AI is here, and most employees are not ready for it. Just look at LinkedIn, where many conversations around AI in communications are still centred on how to spot who is using AI and forming AI resistance groups. It is changing daily, but I still find these conversations baffling. Shouldn't we be focused on learning AI quickly?


The numbers show that AI is here, and its presence will continue to grow in the coming years. I was pleasantly surprised by a report by Databricks that showed that 10,000 large companies worldwide already use AI on a large scale, including 300 of the Fortune 500 companies. Still, the question is whether employers are prioritizing AI training for employees.


Communications, once viewed as a discipline required for storytelling and relationship building, is quickly becoming a data-informed, tech-augmented discipline, made better by human emotional intelligence. As AI tools gain ground, the question for communications leaders is this: How will they prepare their teams for it? The answer lies in strategic upskilling and reskilling.



The Difference Between Upskilling and Reskilling (and Why It Matters)


Upskilling means building on the skills employees already have—making them better at their current roles or preparing them for future responsibilities on the same path.


Reskilling, on the other hand, means teaching people entirely new skills so they can shift into different roles altogether, especially as some jobs are redefined or phased out by AI.


Why does this matter?


Because not everyone needs the same learning journey. Some teams need deeper expertise. Others need a whole new map. Understanding the difference helps leaders plan smarter, support more effectively, and avoid one-size-fits-all training programs that fall flat.



Why Upskilling and Reskilling Are Non-Negotiable


AI brings a seismic shift in the way we communicate.
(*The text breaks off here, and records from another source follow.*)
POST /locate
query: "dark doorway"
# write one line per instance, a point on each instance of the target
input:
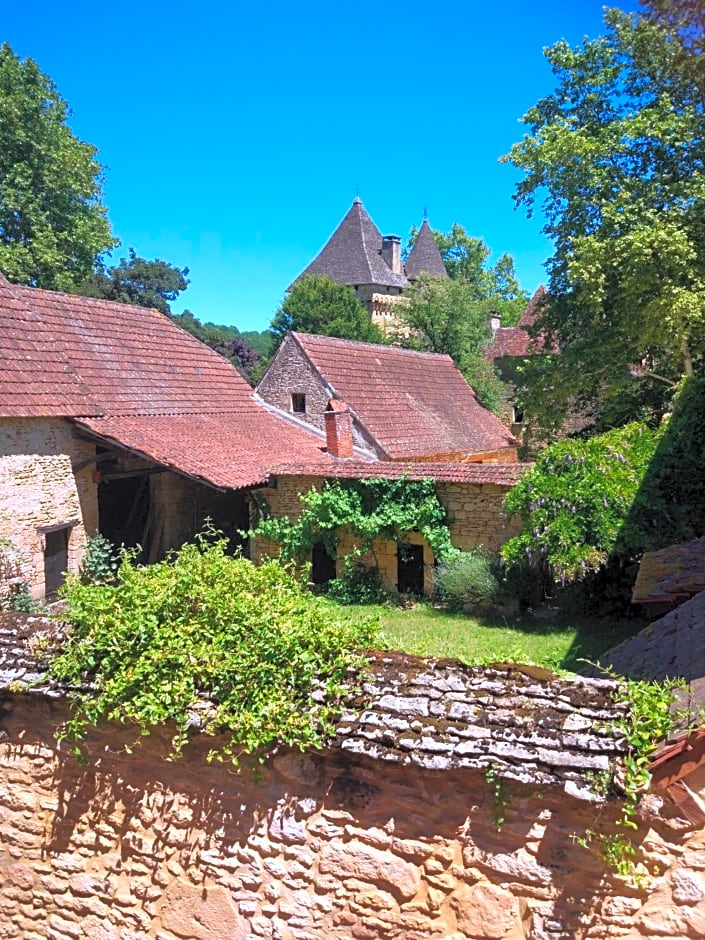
(56, 559)
(410, 569)
(123, 510)
(322, 564)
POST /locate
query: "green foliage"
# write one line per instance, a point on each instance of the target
(367, 510)
(466, 259)
(356, 583)
(647, 720)
(316, 304)
(202, 625)
(138, 281)
(576, 499)
(446, 317)
(53, 224)
(469, 578)
(500, 796)
(100, 561)
(616, 155)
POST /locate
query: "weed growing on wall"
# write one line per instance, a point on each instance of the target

It impacts every area of communications: media monitoring, content creation, reputation management, internal communications, and stakeholder engagement. Consider:


  • ChatGPT, Jasper, and Writer can draft press releases, speeches, and social posts in seconds.

  • Predictive analytics can forecast public sentiment and guide campaign strategy.

  • AI-powered chatbots can handle employee and customer inquiries 24/7.


Communications professionals who don't evolve risk obsolescence. According to a 2024 McKinsey report, international employees receive far more support to learn AI skills than their U.S. counterparts.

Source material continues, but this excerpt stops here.